This skill helps add .NET Aspire to existing .NET solutions or create new Aspire-enabled distributed applications. It provides modular guidance for orchestration, service discovery, component integration, configuration management, and deployment.

What Is .NET Aspire?

.NET Aspire is an opinionated, cloud-ready stack for building observable, production-ready, distributed applications.
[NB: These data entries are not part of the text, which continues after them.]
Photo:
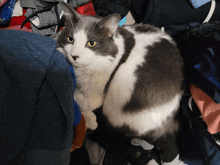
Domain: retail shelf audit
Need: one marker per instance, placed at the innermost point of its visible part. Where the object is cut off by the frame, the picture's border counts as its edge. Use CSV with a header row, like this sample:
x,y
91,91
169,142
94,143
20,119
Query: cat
x,y
134,72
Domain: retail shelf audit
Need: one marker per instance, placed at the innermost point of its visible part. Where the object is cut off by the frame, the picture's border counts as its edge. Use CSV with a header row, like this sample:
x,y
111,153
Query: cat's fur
x,y
134,72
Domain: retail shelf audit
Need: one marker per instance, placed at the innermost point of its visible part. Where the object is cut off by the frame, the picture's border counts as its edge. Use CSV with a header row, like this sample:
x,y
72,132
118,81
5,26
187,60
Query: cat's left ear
x,y
111,22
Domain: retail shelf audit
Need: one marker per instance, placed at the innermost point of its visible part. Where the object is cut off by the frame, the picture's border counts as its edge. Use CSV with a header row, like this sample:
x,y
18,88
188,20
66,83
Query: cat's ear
x,y
111,22
71,15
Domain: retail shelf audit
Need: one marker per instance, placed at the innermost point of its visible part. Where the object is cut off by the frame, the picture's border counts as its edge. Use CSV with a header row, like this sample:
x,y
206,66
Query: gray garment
x,y
47,19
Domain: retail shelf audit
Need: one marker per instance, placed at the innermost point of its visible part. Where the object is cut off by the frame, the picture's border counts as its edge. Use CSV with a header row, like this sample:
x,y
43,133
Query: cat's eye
x,y
91,44
70,39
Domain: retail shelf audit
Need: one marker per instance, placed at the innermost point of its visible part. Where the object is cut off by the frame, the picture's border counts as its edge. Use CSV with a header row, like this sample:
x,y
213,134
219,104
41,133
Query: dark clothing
x,y
157,12
36,92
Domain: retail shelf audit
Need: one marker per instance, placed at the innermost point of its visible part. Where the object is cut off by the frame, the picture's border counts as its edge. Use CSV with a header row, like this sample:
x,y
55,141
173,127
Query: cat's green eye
x,y
91,44
70,39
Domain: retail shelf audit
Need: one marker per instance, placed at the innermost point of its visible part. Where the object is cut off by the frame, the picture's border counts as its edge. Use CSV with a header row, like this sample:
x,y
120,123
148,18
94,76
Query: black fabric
x,y
157,12
36,92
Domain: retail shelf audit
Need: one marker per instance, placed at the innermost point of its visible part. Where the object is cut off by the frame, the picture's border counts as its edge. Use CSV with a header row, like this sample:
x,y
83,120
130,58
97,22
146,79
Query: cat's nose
x,y
75,57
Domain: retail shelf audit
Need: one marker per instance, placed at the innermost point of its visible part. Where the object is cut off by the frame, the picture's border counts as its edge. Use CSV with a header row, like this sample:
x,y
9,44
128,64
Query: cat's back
x,y
148,83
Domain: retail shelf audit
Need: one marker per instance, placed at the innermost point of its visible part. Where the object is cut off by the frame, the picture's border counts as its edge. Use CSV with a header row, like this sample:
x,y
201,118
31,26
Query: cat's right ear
x,y
71,15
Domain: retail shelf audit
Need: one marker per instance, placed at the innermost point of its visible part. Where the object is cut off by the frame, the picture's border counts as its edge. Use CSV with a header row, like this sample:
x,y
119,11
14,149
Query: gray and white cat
x,y
133,72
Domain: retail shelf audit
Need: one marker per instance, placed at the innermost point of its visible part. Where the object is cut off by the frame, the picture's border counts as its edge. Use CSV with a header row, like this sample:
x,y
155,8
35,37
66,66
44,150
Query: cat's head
x,y
88,40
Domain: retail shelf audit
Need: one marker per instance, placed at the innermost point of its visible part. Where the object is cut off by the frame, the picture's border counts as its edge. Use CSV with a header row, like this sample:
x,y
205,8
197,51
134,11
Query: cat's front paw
x,y
90,118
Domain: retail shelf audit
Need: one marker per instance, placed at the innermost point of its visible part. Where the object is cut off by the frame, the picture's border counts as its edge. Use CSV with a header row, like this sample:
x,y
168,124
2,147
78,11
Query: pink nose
x,y
75,57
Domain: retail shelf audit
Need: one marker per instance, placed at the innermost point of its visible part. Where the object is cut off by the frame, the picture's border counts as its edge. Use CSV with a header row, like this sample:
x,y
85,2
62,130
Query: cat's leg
x,y
169,150
87,104
96,153
90,118
176,161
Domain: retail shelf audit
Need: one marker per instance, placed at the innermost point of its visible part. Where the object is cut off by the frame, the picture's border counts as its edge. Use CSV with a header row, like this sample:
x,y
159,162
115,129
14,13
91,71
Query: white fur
x,y
122,87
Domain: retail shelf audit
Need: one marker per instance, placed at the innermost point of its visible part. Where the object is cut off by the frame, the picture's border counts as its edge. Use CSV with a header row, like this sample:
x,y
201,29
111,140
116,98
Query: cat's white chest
x,y
89,96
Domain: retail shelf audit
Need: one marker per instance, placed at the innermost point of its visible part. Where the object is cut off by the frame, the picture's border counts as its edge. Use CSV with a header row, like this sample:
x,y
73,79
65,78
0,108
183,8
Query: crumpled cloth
x,y
209,109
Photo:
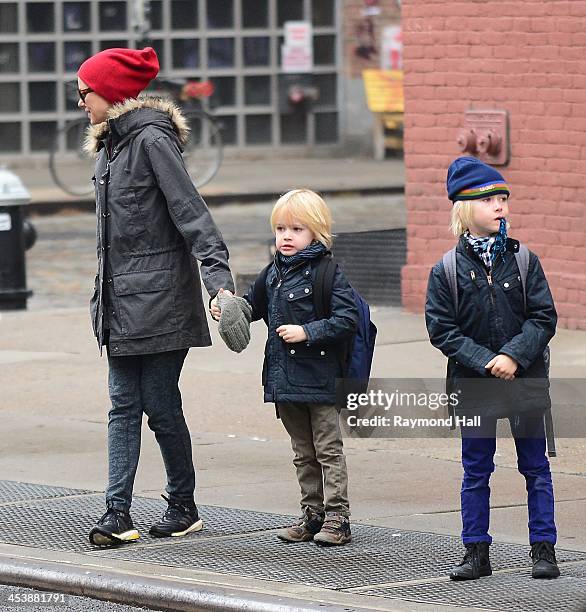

It provides:

  • Service orchestration - Coordinate multiple projects and services with dependency management
  • Service discovery - Automatic discovery and connection between services
  • Telemetry and observability - Built-in logging, metrics, and distributed tracing
  • Configuration management - Centralized configuration with strong typing and secrets
  • Resource provisioning - Integration with databases, caching, messaging, and cloud services
  • Developer dashboard - Local monitoring and debugging interface

When to Use This Skill

Use this skill when:

  • Adding Aspire to an existing .NET solution with multiple services
  • Creating a new distributed application with Aspire
  • Modernizing microservices or distributed systems for cloud deployment
  • Setting up service orchestration for local development and deployment
  • Integrating cloud-native observability and configuration patterns

What Component/Feature Do I Need?

Need Resource Description
Overall structure Overview & Setup Step-by-step implementation from analysis to running
Database, cache, messaging resources/components.md All available Aspire component packages with examples
Inter-service communication resources/service-communication.md Service discovery, HttpClient patterns, resilience
Configuration & secrets resources/configuration-management.md Environment settings, secrets, feature flags
Local development resources/local-development.md Dashboard, debugging, testing, health checks
Production deployment resources/deployment.md Azure Container Apps, Kubernetes, Docker Compose

Overview & Setup

Core Concept

.NET Aspire uses two key projects:

  • AppHost - Orchestrates services and resources; provides the developer dashboard
  • ServiceDefaults - Shared configuration for all services (OpenTelemetry, health checks, service discovery)

Prerequisites

# Install .NET Aspire workload
dotnet workload install aspire

# Verify installation
dotnet workload list  # Should show "aspire"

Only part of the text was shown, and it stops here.